Basic Text Analysis with Command Line Tools in Linux

Introduction

In the Linux and Unix operating systems, everything is treated as a file. Whenever possible, those files are stored as human- and machine-readable text files. As a result, Linux contains a large number of tools that are specialized for working with texts. Here we will use a few of these tools to explore a textual source.

Downloading a text

Our first task is to obtain a sample text to analyze. We will be working with a nineteenth-century book from the Internet Archive: Jane Andrews, The Stories Mother Nature Told Her Children (1888, 1894). Since this text is part of the Project Gutenberg collection, it was typed in by humans, rather than being scanned and OCRed by machine. This greatly reduces the number of textual errors we expect to find in it. To download the file, we will use the wget command, which needs a URL. We don’t want to give the program the URL that we use to read the file in our browser, because if we do the file that we download will have HTML markup tags in it. Instead, we want the raw text file, which is located at

http://archive.org/download/thestoriesmother05792gut/stmtn10.txt

First we download the file with wget, then we use the ls command (list directory contents) to make sure that we have a local copy.

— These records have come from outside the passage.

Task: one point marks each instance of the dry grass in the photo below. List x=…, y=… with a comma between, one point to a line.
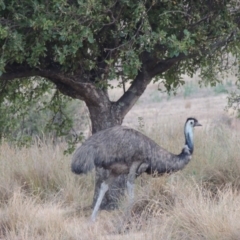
x=41, y=199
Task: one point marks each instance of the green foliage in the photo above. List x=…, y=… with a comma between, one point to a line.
x=31, y=109
x=88, y=35
x=98, y=41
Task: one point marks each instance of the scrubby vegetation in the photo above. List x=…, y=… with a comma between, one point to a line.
x=41, y=199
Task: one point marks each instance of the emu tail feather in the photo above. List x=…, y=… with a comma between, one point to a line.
x=83, y=159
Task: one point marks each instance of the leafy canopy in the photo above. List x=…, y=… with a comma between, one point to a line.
x=104, y=39
x=101, y=40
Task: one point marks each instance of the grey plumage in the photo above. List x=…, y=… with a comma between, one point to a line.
x=123, y=150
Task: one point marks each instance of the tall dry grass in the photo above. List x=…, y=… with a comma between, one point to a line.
x=41, y=199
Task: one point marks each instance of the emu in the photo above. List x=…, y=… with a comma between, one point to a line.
x=123, y=150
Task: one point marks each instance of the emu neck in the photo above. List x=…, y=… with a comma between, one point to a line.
x=188, y=131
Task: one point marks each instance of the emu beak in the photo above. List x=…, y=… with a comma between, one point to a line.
x=197, y=124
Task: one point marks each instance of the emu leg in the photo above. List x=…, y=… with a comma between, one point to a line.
x=131, y=178
x=104, y=187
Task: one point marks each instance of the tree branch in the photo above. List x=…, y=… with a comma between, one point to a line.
x=67, y=84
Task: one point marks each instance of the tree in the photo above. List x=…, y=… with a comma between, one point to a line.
x=81, y=46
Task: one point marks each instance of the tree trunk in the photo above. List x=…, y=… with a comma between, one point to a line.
x=103, y=117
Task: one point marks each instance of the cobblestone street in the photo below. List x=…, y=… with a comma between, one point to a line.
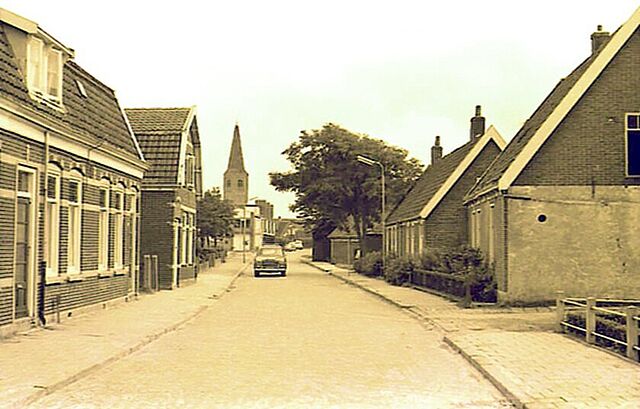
x=307, y=340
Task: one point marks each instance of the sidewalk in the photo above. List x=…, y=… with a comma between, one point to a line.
x=38, y=362
x=516, y=350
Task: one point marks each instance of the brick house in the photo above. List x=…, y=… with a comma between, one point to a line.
x=432, y=215
x=345, y=246
x=171, y=188
x=70, y=174
x=560, y=207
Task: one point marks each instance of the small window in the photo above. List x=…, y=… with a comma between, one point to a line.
x=54, y=73
x=633, y=145
x=81, y=89
x=35, y=64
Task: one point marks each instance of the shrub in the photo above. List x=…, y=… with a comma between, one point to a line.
x=370, y=264
x=466, y=262
x=431, y=261
x=398, y=270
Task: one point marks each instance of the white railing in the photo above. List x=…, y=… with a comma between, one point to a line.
x=589, y=306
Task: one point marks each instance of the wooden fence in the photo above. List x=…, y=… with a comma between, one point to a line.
x=589, y=316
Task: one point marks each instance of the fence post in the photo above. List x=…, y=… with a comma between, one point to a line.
x=559, y=311
x=590, y=318
x=632, y=333
x=147, y=273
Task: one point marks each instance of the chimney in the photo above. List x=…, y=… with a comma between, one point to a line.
x=436, y=151
x=598, y=40
x=477, y=124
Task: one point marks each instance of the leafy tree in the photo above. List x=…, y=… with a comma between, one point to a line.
x=215, y=217
x=331, y=185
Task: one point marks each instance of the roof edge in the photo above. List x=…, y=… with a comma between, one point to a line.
x=602, y=60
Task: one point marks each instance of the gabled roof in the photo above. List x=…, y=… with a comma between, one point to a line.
x=97, y=116
x=533, y=134
x=439, y=178
x=160, y=132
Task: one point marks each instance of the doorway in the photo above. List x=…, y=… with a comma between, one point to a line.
x=24, y=266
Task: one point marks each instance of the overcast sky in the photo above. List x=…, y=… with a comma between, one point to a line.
x=402, y=71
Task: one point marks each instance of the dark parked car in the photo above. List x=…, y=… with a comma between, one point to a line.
x=270, y=259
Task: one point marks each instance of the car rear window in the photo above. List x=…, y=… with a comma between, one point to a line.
x=270, y=252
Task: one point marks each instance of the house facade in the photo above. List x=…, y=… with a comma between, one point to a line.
x=171, y=188
x=70, y=178
x=560, y=208
x=432, y=216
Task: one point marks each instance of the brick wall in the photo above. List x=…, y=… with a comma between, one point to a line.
x=588, y=147
x=586, y=246
x=156, y=233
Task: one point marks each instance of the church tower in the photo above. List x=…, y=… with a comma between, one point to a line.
x=236, y=178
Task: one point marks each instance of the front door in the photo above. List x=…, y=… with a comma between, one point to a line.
x=24, y=244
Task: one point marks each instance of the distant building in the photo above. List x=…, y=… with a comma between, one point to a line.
x=268, y=224
x=559, y=209
x=70, y=176
x=236, y=178
x=171, y=187
x=248, y=227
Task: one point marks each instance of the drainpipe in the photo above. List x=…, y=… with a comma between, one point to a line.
x=43, y=265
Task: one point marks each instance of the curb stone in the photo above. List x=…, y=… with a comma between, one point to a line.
x=507, y=394
x=47, y=390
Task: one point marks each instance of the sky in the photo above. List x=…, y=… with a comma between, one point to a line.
x=401, y=71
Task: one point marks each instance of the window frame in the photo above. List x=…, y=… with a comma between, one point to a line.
x=103, y=225
x=626, y=142
x=74, y=248
x=52, y=227
x=118, y=226
x=58, y=73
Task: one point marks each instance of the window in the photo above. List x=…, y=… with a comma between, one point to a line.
x=118, y=229
x=103, y=227
x=75, y=221
x=53, y=223
x=54, y=75
x=35, y=65
x=190, y=230
x=633, y=144
x=184, y=234
x=188, y=177
x=44, y=70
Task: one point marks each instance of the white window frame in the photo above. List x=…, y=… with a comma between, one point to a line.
x=183, y=238
x=626, y=141
x=36, y=66
x=103, y=226
x=58, y=73
x=133, y=203
x=118, y=231
x=52, y=228
x=74, y=238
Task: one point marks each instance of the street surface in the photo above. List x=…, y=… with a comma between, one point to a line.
x=307, y=340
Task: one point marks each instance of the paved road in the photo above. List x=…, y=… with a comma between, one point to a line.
x=306, y=340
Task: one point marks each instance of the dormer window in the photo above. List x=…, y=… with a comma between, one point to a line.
x=44, y=70
x=633, y=144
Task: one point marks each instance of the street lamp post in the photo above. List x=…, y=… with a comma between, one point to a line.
x=244, y=224
x=370, y=162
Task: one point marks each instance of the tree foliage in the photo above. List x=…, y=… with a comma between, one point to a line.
x=215, y=215
x=331, y=185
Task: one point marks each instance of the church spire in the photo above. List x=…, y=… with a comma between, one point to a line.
x=236, y=160
x=236, y=178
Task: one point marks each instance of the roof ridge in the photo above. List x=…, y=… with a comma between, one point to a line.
x=85, y=73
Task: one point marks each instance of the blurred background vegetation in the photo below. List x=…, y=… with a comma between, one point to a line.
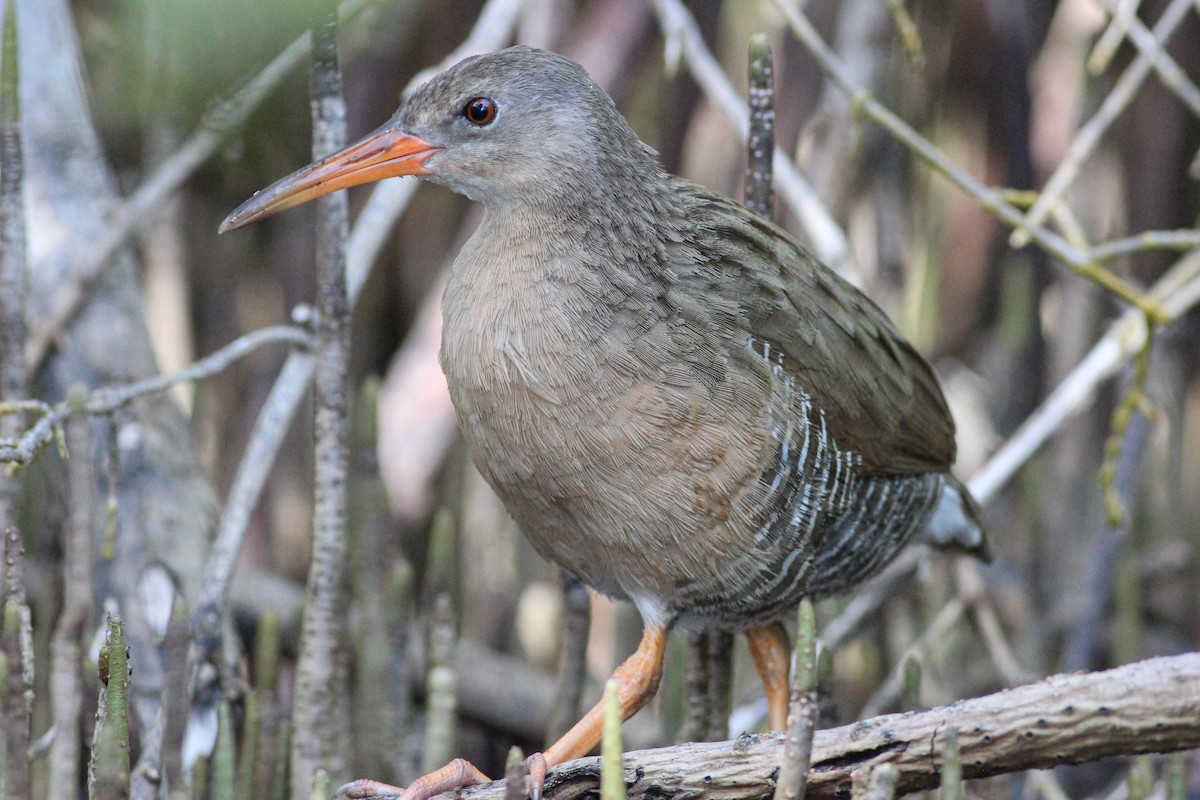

wget http://archive.org/download/thestoriesmother05792gut/stmtn10.txt

ls

Our first view of the text

The Linux file command allows us to confirm that we have downloaded a text file. When we type

file stmtn10.txt

the computer responds with

stmtn10.txt: C source, ASCII text, with CRLF line terminators

The output of the file command confirms that this is an ASCII text (which we expect), guesses that it is some code in the C programming language (which is incorrect) and tells us that the ends of the lines in the file are coded with both a carriage return and a line feed. This is standard for Windows computers. Linux and OS X expect the ends of lines in an ASCII text file to be coded only with a line feed. If we want to move text files between operating systems, this is one thing we have to pay attention to. Later we will learn one method to convert the line endings from CRLF to LF, but for now we can leave the file as it is.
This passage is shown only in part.